Le projet de loi sur la sécurité en ligne (Online Safety Bill) britannique, en cours d'élaboration depuis 2021 et bientôt devant la Chambre des lords, veut imposer aux messageries chiffrées de prendre des mesures de lutte contre les contenus illicites.
Dans un billet de blog, la présidente de Signal, Meredith Whittaker, estime que « l'état actuel du projet de loi sur la sécurité en ligne au Royaume-Uni met gravement en péril l'avenir de la vie privée et de l'expression ». Face à cette loi, pour elle, les messageries chiffrées qui ne voudraient pas être interdites dans le pays n'auraient d'autres choix que de mettre en place une backdoor accessible aux autorités britanniques ou de vérifier avant chiffrement que toutes les données qui seront partagées par leurs utilisateurs n'enfreignent pas la loi.
Et pour Signal, il n'en est pas question : « Comme en Iran, nous continuerons à faire tout ce qui est en notre pouvoir pour que les Britanniques aient accès à Signal et aux communications privées. Mais nous n'affaiblirons ni ne compromettrons les promesses de protection de la vie privée et de sécurité que nous faisons aux citoyens du Royaume-Uni et du monde entier », conclut-elle.
De son côté, le président de WhatsApp, Will Cathcart, a expliqué au journal britannique Independent que « si le gouvernement obligeait l'entreprise à affaiblir cette sécurité [le chiffrement de bout en bout, ndlr], WhatsApp refuserait, ce qui ouvrirait la possibilité d'une interdiction totale de l'application dans le pays ».
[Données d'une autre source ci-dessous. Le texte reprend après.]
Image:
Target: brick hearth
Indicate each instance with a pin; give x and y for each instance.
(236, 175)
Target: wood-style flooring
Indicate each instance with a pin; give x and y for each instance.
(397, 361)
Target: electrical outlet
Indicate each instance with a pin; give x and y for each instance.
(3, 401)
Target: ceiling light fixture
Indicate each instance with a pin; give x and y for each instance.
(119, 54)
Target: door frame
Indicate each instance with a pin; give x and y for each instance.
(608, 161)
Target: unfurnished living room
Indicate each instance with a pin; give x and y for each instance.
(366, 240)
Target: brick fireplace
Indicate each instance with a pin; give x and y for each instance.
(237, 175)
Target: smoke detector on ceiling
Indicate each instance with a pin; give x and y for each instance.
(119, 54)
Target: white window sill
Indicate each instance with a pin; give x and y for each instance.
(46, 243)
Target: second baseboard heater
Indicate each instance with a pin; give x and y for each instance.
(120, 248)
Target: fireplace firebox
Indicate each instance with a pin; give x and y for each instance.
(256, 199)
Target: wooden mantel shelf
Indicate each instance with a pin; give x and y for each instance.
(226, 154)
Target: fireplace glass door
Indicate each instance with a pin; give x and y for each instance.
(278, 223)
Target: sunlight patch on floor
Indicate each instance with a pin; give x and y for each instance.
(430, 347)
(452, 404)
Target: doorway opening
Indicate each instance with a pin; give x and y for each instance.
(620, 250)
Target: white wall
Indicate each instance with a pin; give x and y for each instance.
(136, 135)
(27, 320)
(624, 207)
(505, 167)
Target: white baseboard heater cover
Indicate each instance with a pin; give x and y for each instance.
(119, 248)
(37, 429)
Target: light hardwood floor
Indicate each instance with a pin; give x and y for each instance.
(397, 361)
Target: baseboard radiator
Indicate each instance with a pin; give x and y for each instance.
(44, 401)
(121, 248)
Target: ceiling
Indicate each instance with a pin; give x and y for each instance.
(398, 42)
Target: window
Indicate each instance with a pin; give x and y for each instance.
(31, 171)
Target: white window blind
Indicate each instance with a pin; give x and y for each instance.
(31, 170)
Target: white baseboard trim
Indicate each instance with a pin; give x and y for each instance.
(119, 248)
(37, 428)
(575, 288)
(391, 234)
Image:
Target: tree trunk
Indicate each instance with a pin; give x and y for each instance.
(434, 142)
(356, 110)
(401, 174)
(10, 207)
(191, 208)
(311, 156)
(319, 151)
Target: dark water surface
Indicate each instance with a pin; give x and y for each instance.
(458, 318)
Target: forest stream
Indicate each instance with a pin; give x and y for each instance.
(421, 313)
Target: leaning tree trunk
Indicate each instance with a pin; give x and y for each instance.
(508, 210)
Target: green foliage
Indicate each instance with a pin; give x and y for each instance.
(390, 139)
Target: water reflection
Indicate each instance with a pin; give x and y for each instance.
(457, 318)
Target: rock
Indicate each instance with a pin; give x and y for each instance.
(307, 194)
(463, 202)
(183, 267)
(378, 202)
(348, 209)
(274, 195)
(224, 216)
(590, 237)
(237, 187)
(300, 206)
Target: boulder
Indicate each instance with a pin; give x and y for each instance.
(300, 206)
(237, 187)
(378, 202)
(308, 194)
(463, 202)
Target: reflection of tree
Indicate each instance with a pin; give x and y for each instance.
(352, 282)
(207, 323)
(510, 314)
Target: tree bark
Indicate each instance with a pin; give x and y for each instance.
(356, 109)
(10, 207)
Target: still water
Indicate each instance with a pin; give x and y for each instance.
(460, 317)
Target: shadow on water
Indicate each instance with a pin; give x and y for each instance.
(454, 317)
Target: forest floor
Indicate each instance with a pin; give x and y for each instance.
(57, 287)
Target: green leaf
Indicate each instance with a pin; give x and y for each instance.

« Notre expérience dans le monde est que cela ne s'est produit qu'avec des gouvernements qui essayaient de réprimer la capacité de leurs citoyens à communiquer librement », rajoute-t-il.
Commentaires (37)
#1
Ah encore et toujours ce fantasme d’une porte dérobée sélective…
#2
J’ai du mal à comprendre, Signal ou WhatsApp ne peuvent techniquement pas intercepter le contenu qui transitent dans leur tuyau, c’est justement le principe de ces VPN. Comment pourraient-ils être responsable de quoi que ce soit ?
C’est exactement le principe d’un facteur : si tu te fais livrer 3kg de drogue par la poste, ce n’est pas le facteur qu’on va mettre en prison :)
#2.1
Ils ne les accusent pas d’être responsables en ce sens. Mais le service permet ces échangss protégés. Alors que La Poste, le gouvernement peut vérifier ton courrier avant.
Et du coup, le gouvernement veut interdire l’utilisation du service.
#2.2
Rien à voir avec les VPN ici, on parle de messageries sécurisées, car chiffrées de bout en bout sans que le fournisseur du service n’ai connaissance de la clé, et donc une impossibilité technique de lire les messages.
D’où la demande d’ouvrir un accès par le fournisseur du service, réduisant à néant par la même occasion la sécurité “by design” du service.
L’usage d’un VPN ne changerait rien, le message transite forcément à un moment par les serveurs du fournisseur de messagerie, et si il y a un accès possible au contenu du message, la sécurité n’est plus assurée.
#2.3
Et si le facteur empêche sciemment à la police / aux douanes le pouvoir de contrôler la nature du colis livré?
#3
Que je comprenne bien: le Royaume Uni n’accuse pas Signal ou Whatsapp d’avoir une backdoor, mais exigent un moyen de surveiller les échanges, donc pour perdurer au RU, Signal ou Whatsapp devront avoir une backdoor.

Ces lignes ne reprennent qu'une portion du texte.